Helios HR can help you put the system in place:

Download your free Hiring Process Checklist

 

FAQ

What is a talent pipeline?

A talent pipeline is a curated and maintained group of qualified candidates you have already met and stay in contact with for the role types you expect to hire for. It exists before any specific job opens. It shifts hiring from reactive job posts to proactive selection from people who already know your company.

How is a high-potential candidate different from a high performer?

A high performer excels in their current role. A high-potential candidate has the ability, aspiration, and engagement to grow into a substantially larger one. Research shows that only about 15% of high performers also qualify as high potential, so the two should always be assessed separately.

How long does it take to build a useful talent pipeline?

You can begin nurturing a small pipeline within 30 days by tagging existing runners-up and recent referrals. A pipeline that consistently feeds most hires usually takes six to twelve months of disciplined forecasting, sourcing, and relationship maintenance to mature.

Can a mid-sized company really compete with larger employers for high-potential talent?

Yes. Larger employers win on salary bands and brand recognition. Mid-sized employers win on access to senior leadership, scope, and speed of career growth. A talent pipeline lets you tell that story to the right people early, before salary becomes the only conversation that matters.

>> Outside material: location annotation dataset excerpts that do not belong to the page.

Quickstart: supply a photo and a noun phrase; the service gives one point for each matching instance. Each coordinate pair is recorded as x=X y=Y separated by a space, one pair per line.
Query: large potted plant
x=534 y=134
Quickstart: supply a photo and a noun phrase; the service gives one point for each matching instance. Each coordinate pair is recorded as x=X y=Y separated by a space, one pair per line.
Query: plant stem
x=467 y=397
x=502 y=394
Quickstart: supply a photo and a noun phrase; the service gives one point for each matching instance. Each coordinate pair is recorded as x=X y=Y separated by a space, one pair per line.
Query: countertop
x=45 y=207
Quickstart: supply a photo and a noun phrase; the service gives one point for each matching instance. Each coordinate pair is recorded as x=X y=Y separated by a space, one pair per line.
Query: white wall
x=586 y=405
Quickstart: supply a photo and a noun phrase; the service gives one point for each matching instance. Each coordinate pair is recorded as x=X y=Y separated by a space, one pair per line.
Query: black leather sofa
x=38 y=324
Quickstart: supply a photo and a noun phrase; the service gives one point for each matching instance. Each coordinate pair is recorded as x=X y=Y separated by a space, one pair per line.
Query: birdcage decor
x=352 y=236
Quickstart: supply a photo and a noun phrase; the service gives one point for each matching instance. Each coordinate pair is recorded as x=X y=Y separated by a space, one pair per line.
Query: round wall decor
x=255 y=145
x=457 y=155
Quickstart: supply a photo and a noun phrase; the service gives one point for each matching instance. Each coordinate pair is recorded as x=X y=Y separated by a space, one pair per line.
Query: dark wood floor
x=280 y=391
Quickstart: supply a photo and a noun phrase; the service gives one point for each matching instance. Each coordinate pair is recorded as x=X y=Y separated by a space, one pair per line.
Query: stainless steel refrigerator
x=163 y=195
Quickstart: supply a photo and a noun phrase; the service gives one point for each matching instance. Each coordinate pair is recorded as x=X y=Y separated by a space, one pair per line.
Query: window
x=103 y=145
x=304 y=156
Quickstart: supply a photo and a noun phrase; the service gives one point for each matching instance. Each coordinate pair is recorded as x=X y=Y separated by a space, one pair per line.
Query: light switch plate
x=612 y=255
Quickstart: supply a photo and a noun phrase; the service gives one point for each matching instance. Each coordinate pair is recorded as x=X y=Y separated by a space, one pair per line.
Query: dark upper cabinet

What does our team need to run a talent pipeline?

A defined hiring forecast, a profile for each priority role, a simple tagging system or applicant tracking system, and a calendar of light touchpoints. The main investment is process discipline. Many mid-sized HR teams can start inside their existing applicant tracking system, though tagging and reporting often need an upgrade once the pipeline matures.

When does outsourcing the pipeline make sense?

Outsourcing makes sense when your hiring volume is steady but your in-house team is small, when you need senior recruiting expertise without the full-time cost, or when you are entering a hiring cycle your team has not run before.